Berpegang pada penelitian lapangan,
Bambang Pranowo mendeskripsikan pandangan tersebut dan menganalisis aspek-aspek kehidupan sosial keagamaan masyarakat pedesaan Jawa yang sama sekali tidak bisa dipahami secara utuh melalui pemilahan santri-abangan . Buku ini menawarkan paradigma baru yang menyadarkan kita betapa kompleks dan majemuk Islam Jawa, sebuah sistem religiusitas yang tidak sekedar proses "mengada" (state of being) melainkan proses "menjadi" (stateof becoming).
Dalam sudut pandang aspek "menjadi" keislaman dilihat bukan sebagai sistem religiusitas yang statis dan berorientasi fikih semata, sebaliknya ia dinamis, progresif, dan esoteris.

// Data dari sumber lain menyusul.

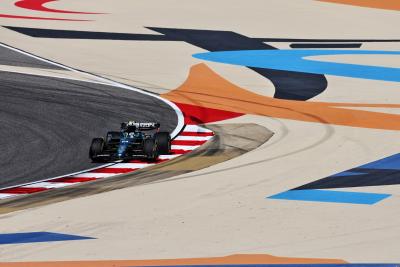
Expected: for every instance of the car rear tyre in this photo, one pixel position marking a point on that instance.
(96, 148)
(150, 149)
(163, 140)
(113, 137)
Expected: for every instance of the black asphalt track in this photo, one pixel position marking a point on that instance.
(46, 124)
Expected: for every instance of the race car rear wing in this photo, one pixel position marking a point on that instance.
(142, 126)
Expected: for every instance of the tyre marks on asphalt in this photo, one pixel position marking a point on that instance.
(191, 138)
(49, 122)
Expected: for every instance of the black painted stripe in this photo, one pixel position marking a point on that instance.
(325, 45)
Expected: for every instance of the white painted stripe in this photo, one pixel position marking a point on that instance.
(130, 165)
(193, 138)
(46, 185)
(93, 175)
(4, 196)
(169, 156)
(184, 147)
(195, 128)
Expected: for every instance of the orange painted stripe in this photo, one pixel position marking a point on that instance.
(380, 4)
(206, 88)
(234, 259)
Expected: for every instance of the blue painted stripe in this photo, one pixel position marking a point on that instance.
(296, 60)
(33, 237)
(317, 195)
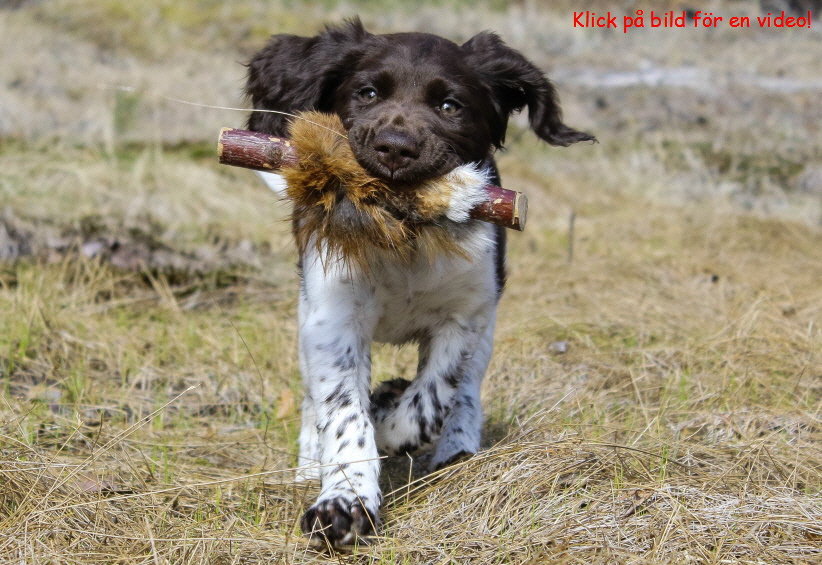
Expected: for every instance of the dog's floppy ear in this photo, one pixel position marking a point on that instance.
(293, 74)
(516, 83)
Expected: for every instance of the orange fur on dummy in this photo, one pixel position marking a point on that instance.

Dalam Islam Jawa, yang tidak shalat disebut "dhereng nglampahi" (belum melaksanakan), bukan "mbosen nglampahi" (tidak melaksanakan). Ini berarti kesalehan tidak dipatok sebatas ketaatan atas syariat tapi atas penghayatan pada hakikat.
Buku ini sangat istimewa karena ditulis oleh seorang pakar yang memiliki otoritatif membedah masalah Islam Jawa. Prof Bambang Pranowo adalah guru besar sosiologi agama UIN Syarif Hidayatullah Jakarta. Sekarang menjadi staf ahli Menteri Pertahanan Bidang Sosial, Budaya dan Agama.